Is Obamacare Here to Stay?
Upon signing the Social Security Act of 1935, FDR declared that it was “a cornerstone in a structure which is being built but . . . is by no means complete.” It would not be finished, he held, until the government guaranteed Americans a “right to adequate medical care and the opportunity to achieve and enjoy good health.”
Franklin Roosevelt was unable to complete the structure — he lacked the political support for government to seize control over health care. Barack Obama was determined to finish what his progenitor had started.
In pushing for Obamacare, President Obama followed FDR’s playbook to the letter. Social Security had been sold on the premise that people must be forced to save for retirement; Obamacare was sold on the premise that people must be forced to buy health insurance. FDR had smeared opponents of Social Security as cold-hearted enemies of the old; Obama would smear opponents of Obamacare as cold-hearted enemies of the sick. FDR found it necessary to hide the true costs of Social Security from the public; Obama had the audacity to sell Obamacare as a means of lowering health care costs.

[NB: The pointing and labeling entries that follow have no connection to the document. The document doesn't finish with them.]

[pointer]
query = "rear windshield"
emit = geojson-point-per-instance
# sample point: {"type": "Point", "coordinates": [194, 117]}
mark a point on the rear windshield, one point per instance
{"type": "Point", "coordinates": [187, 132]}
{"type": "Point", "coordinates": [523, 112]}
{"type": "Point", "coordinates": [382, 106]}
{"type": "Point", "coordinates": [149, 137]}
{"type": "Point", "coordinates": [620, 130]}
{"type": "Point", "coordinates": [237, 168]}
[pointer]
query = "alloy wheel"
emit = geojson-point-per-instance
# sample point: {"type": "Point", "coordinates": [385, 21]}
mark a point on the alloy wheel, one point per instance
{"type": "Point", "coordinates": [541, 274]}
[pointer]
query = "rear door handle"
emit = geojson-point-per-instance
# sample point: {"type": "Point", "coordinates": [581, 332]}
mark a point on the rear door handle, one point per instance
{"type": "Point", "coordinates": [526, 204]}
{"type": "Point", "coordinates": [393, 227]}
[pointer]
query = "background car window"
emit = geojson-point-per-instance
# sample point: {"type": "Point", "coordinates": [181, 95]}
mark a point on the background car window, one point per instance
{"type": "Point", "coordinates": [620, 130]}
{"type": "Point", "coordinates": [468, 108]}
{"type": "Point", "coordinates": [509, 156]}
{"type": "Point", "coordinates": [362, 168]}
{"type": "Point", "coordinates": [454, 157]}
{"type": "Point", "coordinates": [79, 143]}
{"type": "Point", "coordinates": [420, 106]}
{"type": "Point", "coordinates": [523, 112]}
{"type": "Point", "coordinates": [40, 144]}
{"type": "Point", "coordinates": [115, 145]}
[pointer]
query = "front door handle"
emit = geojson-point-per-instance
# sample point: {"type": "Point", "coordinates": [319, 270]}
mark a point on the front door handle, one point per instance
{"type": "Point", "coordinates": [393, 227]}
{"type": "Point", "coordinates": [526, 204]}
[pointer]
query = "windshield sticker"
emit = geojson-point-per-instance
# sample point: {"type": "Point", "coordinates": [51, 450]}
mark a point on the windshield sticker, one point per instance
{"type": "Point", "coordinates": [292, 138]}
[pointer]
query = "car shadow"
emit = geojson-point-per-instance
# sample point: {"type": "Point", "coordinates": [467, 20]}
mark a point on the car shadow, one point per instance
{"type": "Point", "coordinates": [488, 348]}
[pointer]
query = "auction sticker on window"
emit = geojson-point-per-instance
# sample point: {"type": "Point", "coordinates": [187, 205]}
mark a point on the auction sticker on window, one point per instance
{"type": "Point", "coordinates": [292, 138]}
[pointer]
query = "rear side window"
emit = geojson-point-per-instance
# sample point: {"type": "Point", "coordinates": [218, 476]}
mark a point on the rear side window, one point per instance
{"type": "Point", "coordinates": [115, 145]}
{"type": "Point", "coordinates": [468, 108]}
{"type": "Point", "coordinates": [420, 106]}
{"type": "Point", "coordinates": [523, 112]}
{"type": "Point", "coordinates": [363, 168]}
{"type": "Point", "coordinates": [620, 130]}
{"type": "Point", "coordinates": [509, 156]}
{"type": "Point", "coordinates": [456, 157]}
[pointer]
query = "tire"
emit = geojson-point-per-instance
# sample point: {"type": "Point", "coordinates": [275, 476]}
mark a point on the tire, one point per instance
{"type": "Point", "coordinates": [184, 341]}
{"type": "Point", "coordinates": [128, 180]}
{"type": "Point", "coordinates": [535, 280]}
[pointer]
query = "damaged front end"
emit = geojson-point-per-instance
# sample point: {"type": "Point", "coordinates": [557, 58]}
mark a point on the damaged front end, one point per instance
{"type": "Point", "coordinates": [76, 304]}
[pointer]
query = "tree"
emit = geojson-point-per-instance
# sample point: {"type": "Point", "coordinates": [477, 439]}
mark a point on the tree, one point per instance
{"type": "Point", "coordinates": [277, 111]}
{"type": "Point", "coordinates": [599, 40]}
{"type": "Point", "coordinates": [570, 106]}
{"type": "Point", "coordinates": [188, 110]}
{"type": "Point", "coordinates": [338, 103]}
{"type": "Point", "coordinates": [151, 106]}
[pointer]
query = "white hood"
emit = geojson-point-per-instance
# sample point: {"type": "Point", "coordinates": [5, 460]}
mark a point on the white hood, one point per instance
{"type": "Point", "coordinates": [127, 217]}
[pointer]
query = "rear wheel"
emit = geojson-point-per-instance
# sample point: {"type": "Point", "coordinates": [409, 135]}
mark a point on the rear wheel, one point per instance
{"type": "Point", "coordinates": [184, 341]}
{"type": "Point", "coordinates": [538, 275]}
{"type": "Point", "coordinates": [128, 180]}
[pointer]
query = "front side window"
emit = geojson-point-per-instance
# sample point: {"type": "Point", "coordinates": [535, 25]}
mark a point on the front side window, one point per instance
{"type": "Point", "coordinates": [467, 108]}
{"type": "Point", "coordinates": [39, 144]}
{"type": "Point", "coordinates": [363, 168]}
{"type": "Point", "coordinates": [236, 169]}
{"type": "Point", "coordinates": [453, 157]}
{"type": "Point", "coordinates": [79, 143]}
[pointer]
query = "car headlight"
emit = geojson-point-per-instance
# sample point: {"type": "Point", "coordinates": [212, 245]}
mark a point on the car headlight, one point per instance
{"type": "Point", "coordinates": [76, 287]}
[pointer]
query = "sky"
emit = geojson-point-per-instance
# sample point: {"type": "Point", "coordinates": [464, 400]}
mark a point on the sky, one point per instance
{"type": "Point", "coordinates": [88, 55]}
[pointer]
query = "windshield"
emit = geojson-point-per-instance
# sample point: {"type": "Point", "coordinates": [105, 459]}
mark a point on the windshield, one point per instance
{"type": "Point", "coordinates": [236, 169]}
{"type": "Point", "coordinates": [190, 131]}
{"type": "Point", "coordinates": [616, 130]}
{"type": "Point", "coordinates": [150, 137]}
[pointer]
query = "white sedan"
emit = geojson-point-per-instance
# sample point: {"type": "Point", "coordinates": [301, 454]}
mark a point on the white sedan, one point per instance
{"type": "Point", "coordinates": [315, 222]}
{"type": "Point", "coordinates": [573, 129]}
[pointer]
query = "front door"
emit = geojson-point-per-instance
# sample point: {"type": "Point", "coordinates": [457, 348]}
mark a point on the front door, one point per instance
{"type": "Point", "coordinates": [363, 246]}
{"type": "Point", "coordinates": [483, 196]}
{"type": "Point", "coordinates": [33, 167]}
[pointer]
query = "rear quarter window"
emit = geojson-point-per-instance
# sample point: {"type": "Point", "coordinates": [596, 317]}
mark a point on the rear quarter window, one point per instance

More perplexing, Obamacare’s opponents have followed the playbook of their predecessors — those who lost the debate over Social Security during the 1930s.
Want to predict Obamacare’s future? Look at Social Security’s past.
When FDR began pushing for Social Security, his proposal was seen as radical, which it was: He wanted to create an American welfare state. Yet the central argument he offered for Social Security was hardly novel: Elderly Americans were among the country’s most vulnerable citizens, and it was America’s moral duty to guarantee them a secure retirement. To oppose Social Security was to oppose helping old people.
How did the opponents of Social Security respond?
Some Republicans shouted that Social Security was socialism, which the New Dealers easily brushed off as fear-mongering (never mind that Bismarck, who created the modern welfare state, admitted that his program was partial socialism).
Others, including Roosevelt’s 1936 presidential challenger, Kansas Gov. Alf Landon, conceded that a welfare program for the elderly was a moral imperative to achieve “social justice,” assured the country that the president was acting out of benevolent impulses, and only quibbled over the details of FDR’s law, particularly its enormous cost. Whereas Roosevelt’s program would give handouts to a huge proportion of elderly Americans, the Republicans countered with a less ambitious plan targeted only at the elderly poor. Roosevelt won.
Once the Social Security Administration started dispensing handouts in 1940, opposition to the program virtually evaporated. Almost no Republicans were willing to advocate taking handouts away from Americans who were putatively in need. By the time Eisenhower assumed the presidency, Republicans as often as not were the ones proposing to expand Social Security.
So what can we expect from Obamacare? A pessimist might say that it too is now set in stone and Republicans will be working to expand it come next election cycle. We aren’t quite there yet. But any challenge will need to drop the focus on the program’s cost and its poor implementation, and expose it as immoral.
How? First, by defending the free market against those who would blame it for problems, such as the high cost of health care, that are in fact created by government intervention.
Second, opponents will have to make a clear distinction between an individual’s voluntary decision to support people and causes he cares about, and the moral premise underlying the welfare state: that a person’s need entitles him to support by others. In a free society, we can help others when we value them, but government cannot force us to sacrifice for others. But the welfare state forces our hopes and dreams to take a backseat whenever anyone presents us with an unfulfilled need. If an ambitious young adult is saving up to buy his first car, and Obamacare dumps an inflated health insurance bill in his lap to subsidize the elderly, that is not charity: That is immoral.
Finally, opponents of Obamacare have to offer an inspiring moral alternative: a fully free market, in which individuals are free to take care of their own health care needs, in which they are free to contract with health care providers in whatever way they judge best, and in which those who want to help others are free to do so voluntarily.
Until and unless we embrace such a crusade, Obamacare is here to stay.